Is there anything I should do to protect myself when traveling? Buy a face mask?
That’s why the CDC advises against the use of masks for regular Americans.
“You’ll also want to protect yourself from financial losses related to travel. If you’re thinking about a trip in the coming months, make sure you’re comfortable with the cancellation policy on your tickets and consider paying extra for a flexible fare. Standard travel insurance doesn’t typically have exclusions for epidemics like Covid-19 (though you may be able to purchase an upgrade, like “cancel for any reason” insurance). Even if you’re feeling good about your individual risk right now, you might feel differently by the time (of) your departure date.”

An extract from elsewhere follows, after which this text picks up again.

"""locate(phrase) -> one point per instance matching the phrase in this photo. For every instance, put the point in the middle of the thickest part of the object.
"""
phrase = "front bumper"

UPDATE ON 3/8/2019 AS PER THE 3/7/2020 GUARDIAN REPORT:
- “An area containing about 16 million people is now facing lockdown in Italy, after the prime minister, Guiseppe Conte, signed a decree ordering the quarantining of the entire Lombardy region and 14 provinces.” (This would include Milan, Bologna and Venice.)
- “Anyone who breaks the lockdown on entering select provinces of northern Italy faces three months in jail.”
- “The legislation is expected to be approved later on Sunday (3/8/2020), the head of the civil protection agency said earlier, after the number of infections rose by more than 1,200 in the past 24 hours.”
- “In all the areas covered by the decree, including towns in the northern regions of Emilia-Romagna, Veneto and Piedmont, schools will be closed at least until 3 April, all museums, gyms and swimming pools will be also shut and leave is cancelled for all healthcare workers.”